Photo by Danielle MacInnes on Unsplash
A few blocks from the library, I searched for a spot to pull over. My hands were shaking and legs felt like rubber. I had to pick up the computer cord. If he had seen me, there would be no need to justify it. I shouldn’t need and excuse for refusing Alex access to my computer. I have my clients’ information on it and I want to keep it protected. Yet I was afraid to stand up to him.
Alex has thrown me to the ground, been homeless, channeled excessive anger towards me, and certain his life is in danger. There was something darker under the surface that scares me even more. He is in more trouble than I can to imagine. A lot of distance between us is the only option.
I pulled off at a small park, shut the engine off, and pressed my forehead into the steering wheel. The sound of children playing and a dog barking nearby made me feel safe. Something normal and benign to concentrate on. I kept listening and could hear a bird singing in a tree beside the truck.
Wait a minute. Mom normally calls when I’m away for a few hours. I tugged the phone from my pocket to check for missed calls. Nothing. I hit redial on her number. It rang about ten times before I disconnected.
Tossing the phone down on the seat, I cranked Betsy, and pulled out of the parking lot. Every stop light I came to was red. Every other street seemed to be a four-way stop. As I got closer to home, I had to detour because of a downed tree and power line.
Several small limbs and leaves littered the driveway.
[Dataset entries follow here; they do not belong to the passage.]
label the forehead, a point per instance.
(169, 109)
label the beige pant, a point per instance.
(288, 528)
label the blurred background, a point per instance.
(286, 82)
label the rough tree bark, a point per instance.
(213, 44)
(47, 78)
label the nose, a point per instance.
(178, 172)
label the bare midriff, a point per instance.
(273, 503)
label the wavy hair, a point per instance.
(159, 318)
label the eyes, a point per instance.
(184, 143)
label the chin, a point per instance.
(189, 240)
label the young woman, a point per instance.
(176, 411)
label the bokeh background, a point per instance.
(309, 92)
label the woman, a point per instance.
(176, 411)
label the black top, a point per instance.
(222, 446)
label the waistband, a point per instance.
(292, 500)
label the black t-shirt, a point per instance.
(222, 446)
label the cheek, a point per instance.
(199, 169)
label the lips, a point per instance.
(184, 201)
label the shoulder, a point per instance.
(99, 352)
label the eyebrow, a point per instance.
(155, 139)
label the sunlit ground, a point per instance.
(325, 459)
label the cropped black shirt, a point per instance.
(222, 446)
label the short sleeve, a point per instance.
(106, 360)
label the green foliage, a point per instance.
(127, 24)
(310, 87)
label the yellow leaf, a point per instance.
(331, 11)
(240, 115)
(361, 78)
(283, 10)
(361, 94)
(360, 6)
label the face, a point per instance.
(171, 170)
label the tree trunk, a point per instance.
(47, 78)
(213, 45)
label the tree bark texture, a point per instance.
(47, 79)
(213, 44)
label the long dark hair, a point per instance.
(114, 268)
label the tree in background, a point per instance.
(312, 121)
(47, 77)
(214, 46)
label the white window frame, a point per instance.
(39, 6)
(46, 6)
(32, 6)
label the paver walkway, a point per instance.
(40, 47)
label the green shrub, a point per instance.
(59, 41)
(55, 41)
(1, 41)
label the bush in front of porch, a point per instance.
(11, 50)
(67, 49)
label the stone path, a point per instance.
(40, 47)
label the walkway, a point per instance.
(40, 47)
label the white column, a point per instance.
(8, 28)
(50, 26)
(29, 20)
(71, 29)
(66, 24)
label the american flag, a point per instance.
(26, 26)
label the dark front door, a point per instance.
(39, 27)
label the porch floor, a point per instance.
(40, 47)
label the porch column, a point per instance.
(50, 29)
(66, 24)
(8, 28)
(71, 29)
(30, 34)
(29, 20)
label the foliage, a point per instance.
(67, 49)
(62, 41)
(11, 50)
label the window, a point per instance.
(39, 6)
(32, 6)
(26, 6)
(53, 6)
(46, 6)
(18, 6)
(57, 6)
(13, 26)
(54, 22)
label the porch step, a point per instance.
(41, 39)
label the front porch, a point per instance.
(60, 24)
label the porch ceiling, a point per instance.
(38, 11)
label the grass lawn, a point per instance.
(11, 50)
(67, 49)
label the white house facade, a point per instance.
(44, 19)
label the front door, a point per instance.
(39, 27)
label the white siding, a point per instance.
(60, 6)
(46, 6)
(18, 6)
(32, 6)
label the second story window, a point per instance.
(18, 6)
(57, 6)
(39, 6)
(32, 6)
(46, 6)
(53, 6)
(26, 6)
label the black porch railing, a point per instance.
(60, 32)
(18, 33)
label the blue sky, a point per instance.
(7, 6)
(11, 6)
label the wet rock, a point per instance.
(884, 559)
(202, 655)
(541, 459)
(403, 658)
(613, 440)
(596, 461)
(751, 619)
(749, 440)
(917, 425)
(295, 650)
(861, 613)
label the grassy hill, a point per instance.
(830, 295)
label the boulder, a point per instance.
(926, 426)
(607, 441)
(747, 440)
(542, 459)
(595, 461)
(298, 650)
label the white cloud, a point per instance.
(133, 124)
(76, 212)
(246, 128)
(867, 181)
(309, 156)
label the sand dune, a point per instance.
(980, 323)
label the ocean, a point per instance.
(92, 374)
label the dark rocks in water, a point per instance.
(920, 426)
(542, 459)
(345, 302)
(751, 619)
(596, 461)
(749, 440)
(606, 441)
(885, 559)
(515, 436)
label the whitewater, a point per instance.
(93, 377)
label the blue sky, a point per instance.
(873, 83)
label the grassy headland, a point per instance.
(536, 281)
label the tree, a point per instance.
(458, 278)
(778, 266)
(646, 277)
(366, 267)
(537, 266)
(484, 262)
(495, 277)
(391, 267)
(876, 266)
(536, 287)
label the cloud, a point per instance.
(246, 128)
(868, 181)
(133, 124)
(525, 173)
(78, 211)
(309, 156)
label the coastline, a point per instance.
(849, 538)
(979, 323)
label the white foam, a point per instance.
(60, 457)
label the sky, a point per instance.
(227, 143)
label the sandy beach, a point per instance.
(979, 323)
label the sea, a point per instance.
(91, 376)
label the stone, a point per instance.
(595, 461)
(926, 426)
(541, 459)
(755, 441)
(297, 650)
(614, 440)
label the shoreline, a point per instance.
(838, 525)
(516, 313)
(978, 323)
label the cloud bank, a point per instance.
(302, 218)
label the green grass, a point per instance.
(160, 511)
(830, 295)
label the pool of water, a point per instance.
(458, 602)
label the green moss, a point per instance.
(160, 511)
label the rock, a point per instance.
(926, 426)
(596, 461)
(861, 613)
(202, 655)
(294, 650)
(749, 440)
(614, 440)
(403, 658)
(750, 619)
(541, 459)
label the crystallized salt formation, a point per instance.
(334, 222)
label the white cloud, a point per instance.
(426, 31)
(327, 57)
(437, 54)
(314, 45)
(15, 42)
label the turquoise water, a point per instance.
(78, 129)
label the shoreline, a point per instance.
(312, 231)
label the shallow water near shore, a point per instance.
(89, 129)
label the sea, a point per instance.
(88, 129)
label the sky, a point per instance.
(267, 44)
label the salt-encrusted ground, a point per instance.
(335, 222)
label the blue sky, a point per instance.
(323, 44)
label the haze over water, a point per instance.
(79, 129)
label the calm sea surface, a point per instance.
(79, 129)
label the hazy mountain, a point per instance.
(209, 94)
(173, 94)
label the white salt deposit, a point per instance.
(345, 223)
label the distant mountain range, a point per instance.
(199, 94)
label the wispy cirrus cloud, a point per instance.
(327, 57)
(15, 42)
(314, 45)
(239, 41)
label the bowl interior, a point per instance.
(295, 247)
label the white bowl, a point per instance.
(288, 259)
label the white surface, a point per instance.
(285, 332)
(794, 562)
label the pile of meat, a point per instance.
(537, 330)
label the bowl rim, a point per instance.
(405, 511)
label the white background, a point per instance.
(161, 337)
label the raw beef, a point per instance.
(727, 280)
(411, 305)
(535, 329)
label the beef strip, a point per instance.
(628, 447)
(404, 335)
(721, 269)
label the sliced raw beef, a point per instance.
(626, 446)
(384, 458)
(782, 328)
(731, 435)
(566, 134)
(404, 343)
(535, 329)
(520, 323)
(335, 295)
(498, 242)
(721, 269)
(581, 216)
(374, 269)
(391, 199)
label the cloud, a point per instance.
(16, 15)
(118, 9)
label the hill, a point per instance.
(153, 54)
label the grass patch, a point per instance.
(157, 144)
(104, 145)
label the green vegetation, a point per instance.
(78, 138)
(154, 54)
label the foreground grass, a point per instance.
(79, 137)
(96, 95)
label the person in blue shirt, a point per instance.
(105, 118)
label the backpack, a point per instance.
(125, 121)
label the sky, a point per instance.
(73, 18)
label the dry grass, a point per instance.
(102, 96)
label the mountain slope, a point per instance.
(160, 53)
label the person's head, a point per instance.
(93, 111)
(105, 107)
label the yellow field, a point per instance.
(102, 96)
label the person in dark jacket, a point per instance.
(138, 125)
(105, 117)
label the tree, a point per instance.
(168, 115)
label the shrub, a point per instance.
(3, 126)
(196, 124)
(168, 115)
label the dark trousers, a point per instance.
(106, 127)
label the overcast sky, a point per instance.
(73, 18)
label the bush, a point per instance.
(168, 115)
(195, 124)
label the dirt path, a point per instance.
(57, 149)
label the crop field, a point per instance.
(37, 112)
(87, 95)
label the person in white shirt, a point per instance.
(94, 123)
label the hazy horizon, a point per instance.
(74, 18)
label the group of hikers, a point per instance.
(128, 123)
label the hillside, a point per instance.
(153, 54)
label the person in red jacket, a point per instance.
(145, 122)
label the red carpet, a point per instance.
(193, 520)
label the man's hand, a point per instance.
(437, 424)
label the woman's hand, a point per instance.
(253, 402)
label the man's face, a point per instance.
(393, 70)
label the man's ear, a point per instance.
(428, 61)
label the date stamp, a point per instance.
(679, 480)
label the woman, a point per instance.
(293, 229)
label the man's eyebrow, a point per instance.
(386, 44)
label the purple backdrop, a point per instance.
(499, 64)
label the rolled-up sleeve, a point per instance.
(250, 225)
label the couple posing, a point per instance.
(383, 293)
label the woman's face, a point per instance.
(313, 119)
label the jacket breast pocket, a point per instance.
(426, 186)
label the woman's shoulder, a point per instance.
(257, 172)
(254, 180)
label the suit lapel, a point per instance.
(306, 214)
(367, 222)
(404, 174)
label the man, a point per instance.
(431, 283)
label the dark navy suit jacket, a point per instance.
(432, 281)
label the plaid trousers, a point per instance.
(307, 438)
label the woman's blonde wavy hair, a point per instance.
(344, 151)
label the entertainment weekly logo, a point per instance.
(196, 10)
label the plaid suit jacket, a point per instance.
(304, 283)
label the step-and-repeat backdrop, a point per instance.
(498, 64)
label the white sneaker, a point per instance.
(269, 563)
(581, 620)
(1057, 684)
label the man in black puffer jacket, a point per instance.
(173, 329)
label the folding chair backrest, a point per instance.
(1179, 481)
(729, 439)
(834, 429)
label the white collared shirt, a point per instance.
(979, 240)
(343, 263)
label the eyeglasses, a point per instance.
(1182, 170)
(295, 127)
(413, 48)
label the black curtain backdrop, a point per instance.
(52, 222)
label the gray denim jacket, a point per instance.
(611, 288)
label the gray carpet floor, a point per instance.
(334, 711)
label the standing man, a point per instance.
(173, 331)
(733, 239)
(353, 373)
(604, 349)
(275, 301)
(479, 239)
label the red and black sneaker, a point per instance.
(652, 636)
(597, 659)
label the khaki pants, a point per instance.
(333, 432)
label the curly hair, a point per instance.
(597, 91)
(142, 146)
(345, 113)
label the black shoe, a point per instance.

There was a clear spot along the curb so I parked the truck in on the street in front of the house. Before getting out of the truck, I could see the inside front door was open. That’s not unusual on a warm day, but my heart did a flip and the hair on the back of my neck raised.
Even from the porch, the house seemed far too quiet. Maybe she fell asleep in her chair and forgot to shut the door. I scanned the room as I stepped inside. If it hadn’t been for the occasional roar of a distant chainsaw, I might have been able to hear my own breathing. Mom wasn’t in her chair.
I thought better of shouting until I could survey the house. What if one of the people hunting Alex found Mom? That thought made me quicken my pace to explore the rest of the downstairs. She wasn’t in the kitchen and the door leading to the backyard was open. Glancing out the screen door, I didn’t see her in the yard.